We were inspired to help caregivers who constantly worry about the safety of their loved ones. Existing solutions like wearables can feel intrusive, so we wanted to create a system that provides critical safety alerts while fundamentally respecting a person's privacy and dignity. Our goal was a system that protects without prying.
SentiCare turns a standard webcam into a smart wellness monitor. Because all video is processed locally on the edge, no sensitive footage ever leaves the room, ensuring complete privacy.
- Activity Tracking: It logs time spent
in bed,sitting,standing, oraway. - Fall Detection: Using our custom-trained AI, it instantly identifies falls.
- Instant In-App Alerts: When a fall is detected, a prominent, real-time alert appears on the caregiver's web dashboard.
- AI Wellness Analysis: Our system doesn't just collect data; it understands it. A Gemini-powered intelligence engine analyzes daily activity to generate a "wellness score" and provide caregivers with simple, natural-language summaries on demand.
We used a privacy-first, event-driven architecture.
- AI Edge Client: The core is a Python application running on a local computer. We trained our own ResNet-based model using Google Colab to classify patient activity. This edge computing approach means only anonymous data points (like 'SITTING' or 'FALL_DETECTED') are sent to the cloud.
- Data Hub: Google Firestore acts as our central database and event bus.
- Reactive Backend: Serverless Cloud Functions trigger on new database entries to aggregate data.
- Frontend Dashboard: A React.js app subscribes to Firestore for live data.
- AI Analysis Service: A Node.js API connects our frontend to the Firebase Gemini API to generate intelligent wellness summaries.
Integrating the physical hardware (the local computer and webcam) with our cloud software was a major hurdle. We had to build a reliable and secure data pipeline from the Python client to Firestore, managing credentials safely on the edge device and ensuring the data structures from Python perfectly matched what our Node.js cloud functions expected.
Additionally, ensuring data accuracy from our AI model was critical. We implemented a robust debouncing logic to filter out noisy, "flickering" state changes, guaranteeing our activity logs were clean and meaningful.

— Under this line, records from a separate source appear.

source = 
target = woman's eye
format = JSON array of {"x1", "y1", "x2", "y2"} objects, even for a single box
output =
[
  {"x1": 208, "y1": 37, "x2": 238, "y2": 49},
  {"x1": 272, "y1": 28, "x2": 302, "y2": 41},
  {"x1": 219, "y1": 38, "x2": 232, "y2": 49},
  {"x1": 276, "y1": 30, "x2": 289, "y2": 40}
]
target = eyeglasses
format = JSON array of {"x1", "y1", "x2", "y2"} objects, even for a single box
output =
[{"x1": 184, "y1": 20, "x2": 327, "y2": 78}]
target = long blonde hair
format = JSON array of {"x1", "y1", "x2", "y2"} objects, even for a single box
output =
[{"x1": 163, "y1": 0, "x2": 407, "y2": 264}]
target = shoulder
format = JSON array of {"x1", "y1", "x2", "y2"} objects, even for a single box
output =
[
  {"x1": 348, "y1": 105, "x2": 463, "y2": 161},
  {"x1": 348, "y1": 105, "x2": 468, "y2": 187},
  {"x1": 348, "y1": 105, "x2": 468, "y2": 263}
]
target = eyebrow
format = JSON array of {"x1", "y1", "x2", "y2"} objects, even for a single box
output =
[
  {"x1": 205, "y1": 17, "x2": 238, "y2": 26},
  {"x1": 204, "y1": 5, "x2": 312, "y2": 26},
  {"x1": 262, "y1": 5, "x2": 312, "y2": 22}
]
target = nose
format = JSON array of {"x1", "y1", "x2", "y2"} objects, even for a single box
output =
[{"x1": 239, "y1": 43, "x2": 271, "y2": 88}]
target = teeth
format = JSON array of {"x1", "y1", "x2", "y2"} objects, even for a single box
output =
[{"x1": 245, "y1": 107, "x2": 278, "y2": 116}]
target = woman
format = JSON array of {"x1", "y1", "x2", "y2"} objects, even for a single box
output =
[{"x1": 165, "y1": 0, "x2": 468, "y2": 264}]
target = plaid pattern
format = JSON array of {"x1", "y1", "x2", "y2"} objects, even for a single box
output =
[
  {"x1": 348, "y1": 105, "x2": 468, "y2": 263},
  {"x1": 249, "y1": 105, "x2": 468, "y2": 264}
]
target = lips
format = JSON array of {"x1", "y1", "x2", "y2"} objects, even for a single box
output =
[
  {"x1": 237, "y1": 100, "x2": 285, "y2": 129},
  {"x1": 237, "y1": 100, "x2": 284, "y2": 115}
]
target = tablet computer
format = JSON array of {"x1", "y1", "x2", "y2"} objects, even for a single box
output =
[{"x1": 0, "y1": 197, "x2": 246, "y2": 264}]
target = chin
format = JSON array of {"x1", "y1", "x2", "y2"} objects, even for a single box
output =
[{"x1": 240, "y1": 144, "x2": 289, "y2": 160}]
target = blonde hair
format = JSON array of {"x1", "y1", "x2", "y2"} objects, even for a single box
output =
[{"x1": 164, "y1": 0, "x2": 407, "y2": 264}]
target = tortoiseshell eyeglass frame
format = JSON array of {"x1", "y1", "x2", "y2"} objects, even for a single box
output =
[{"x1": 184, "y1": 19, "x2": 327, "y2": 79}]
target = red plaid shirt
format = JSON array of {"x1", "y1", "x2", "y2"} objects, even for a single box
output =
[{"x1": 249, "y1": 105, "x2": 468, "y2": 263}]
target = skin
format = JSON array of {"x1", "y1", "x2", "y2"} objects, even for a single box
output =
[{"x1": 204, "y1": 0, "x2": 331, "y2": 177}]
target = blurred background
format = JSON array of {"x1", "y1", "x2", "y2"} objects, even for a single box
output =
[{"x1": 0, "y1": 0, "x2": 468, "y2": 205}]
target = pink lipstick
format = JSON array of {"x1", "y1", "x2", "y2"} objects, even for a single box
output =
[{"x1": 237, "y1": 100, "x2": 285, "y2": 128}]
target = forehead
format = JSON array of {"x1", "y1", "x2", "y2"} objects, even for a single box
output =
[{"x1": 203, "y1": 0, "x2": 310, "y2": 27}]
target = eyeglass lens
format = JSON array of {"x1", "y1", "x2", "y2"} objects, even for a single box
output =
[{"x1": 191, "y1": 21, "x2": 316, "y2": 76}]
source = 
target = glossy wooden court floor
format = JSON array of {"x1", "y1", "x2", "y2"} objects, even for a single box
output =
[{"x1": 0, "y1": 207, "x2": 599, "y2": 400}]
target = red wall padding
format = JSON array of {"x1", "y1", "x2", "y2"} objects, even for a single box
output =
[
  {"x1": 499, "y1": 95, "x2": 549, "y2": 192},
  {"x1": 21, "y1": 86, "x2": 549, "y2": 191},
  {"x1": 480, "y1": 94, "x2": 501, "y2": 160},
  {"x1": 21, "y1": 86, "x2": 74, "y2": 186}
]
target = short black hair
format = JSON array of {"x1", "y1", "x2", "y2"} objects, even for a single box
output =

We are incredibly proud of successfully training and deploying our own custom ResNet model. Building a complete, end-to-end system and successfully bridging the gap between local hardware processing and our real-time cloud infrastructure is a massive achievement. Our AI wellness engine provides true, actionable insights, not just raw data, fulfilling our goal of creating a truly intelligent care system.
This project was a deep dive into the full machine learning lifecycle—from training a model in Colab to deploying it in a live application. We learned how to design a robust, event-driven system and solve the practical challenges of connecting an edge device securely and reliably to a cloud backend.
- Proactive Anomaly Detection: Train the system to automatically flag subtle, negative trends in a patient's daily routine before they become critical.
- Multi-Room Support: Expand the system to aggregate data from multiple cameras for a more holistic view of a patient's home.
- Caregiver Collaboration: Add features for caregivers to leave notes and coordinate care directly within the dashboard.